3 minute read
ENDLESS POSSIBILITIES for the arts in South Dakota
By Michael Orlove, Director of State, Regional & Local Partnerships, National Endowment for the Arts
As I sat on my flight back to Washington, DC, from South Dakota, I couldn’t help but marvel at the vast and beautiful landscape that I had the privilege to travel this past week. Thanks to my colleague Patrick Baker, executive director of the South Dakota Arts Council, we covered a good deal of ground—832 miles to be exact— visiting a total of nine cities, towns and tribal communities in just three days. With meetings in Sioux Falls, Brookings, Faulkton, Eagle Butte, Pierre, Porcupine, Pine Ridge and Rapid City, it was an incredible introduction to the state for a first-timer.
It would be nearly impossible to recount all of the conversations, meetings and encounters that took place but I return home with a strong impression that the arts are well integrated into the everyday life of South Dakotans.
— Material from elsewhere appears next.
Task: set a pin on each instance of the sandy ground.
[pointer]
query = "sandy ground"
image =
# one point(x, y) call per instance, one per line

You appreciate it driving through on the interstate—the bales of hay dotting the landscape reminding me of the extraordinary work of Harvey Dunn that I experienced at the South Dakota Art Museum in Brookings. You see it as you pass through small towns like Faulkton and observe murals on towering grain elevators from several miles away.
You understand it when you talk to arts champions like Julie, Rita, Stacy and Jane who hail from Yankton, De Smet, Aberdeen and Sisseton and speak proudly about serving their communities as the leaders—sometimes as volunteers—of their local arts councils.
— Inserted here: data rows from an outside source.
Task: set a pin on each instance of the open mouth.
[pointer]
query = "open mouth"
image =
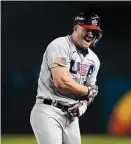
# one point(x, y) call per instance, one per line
point(88, 39)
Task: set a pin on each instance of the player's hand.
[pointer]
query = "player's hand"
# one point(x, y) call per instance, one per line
point(93, 91)
point(79, 109)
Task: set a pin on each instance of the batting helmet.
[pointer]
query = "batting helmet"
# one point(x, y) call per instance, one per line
point(90, 22)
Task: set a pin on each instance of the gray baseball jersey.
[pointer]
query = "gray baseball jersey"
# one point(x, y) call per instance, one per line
point(62, 52)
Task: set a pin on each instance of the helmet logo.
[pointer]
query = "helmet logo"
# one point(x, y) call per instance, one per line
point(94, 22)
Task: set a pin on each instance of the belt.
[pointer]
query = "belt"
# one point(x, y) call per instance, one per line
point(55, 104)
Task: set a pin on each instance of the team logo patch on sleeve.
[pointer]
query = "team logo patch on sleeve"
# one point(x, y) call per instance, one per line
point(61, 60)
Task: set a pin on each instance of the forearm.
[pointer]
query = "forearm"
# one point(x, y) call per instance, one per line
point(69, 85)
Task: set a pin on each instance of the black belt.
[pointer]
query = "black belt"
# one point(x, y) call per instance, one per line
point(55, 104)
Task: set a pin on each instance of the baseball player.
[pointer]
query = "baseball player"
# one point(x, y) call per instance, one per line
point(67, 83)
front row from left, Stacy Braun, Janet Brown, Michael Orlove, Julie Amsberry, Rita Anderson and Jane Rasmussen. Back row, Patrick Baker, Jim Speirs and Andrew Reinartz. The group met with Orlove in Sioux Falls.
You experience it touring through exhibitions like the Red Cloud Indian Art Show at the Heritage Center in the Pine Ridge Reservation or taking in the art lining the walls of the Capitol Building in Pierre. You are overwhelmed by its presence, importance and mission when visiting Cheyenne River Youth Project in Eagle Butte. You are inspired by it when visiting with the team at Thunder Valley Community Development Corporation in Porcupine and learning about the innovative projects that First Peoples Fund has initiated like the Rolling Rez Arts mobile arts space. The arts are omnipresent in South Dakota and these arts leaders are helping shape, define, inspire and guide arts and culture throughout the state.

Michael Orlove, Julie Garreau and Jerica Widow-Rivers of CRYP, and Patrick Baker in the Keya Café at Cheyenne River Youth Project, Eagle Butte.
I am grateful to all those I had the chance to meet along the way. Special thanks to Jim Speirs and Andrew Reinartz of Arts South Dakota and to Janet Brown for encouraging my visit and helping arrange my first day in Sioux Falls. I was truly amazed at how—in a state that is predominately rural—the arts play a central role in everyday life. I couldn’t be more proud of the National Endowment for the Arts’ work with the South Dakota Arts Council and all the individual grants we make each year throughout the state.
I leave South Dakota with many visual memories of the natural beauty of the state and also of my very first glimpse of South Dakota Artist Laureate Dale Lamphere’s sculpture Arc of Dreams as a reminder that there are endless possibilities for the arts in South Dakota.

Editor’s note:
In his current role, Michael Orlove directs National Endowment for the Arts funding and other assistance to 56 state and jurisdictional arts agencies, six regional arts agencies and local arts agencies across the country. For seven years, he was the Endowment’s director of Artist Communities and Presenting & Multidisciplinary Works. Orlove recently spent time touring South Dakota and meeting arts leaders across the state.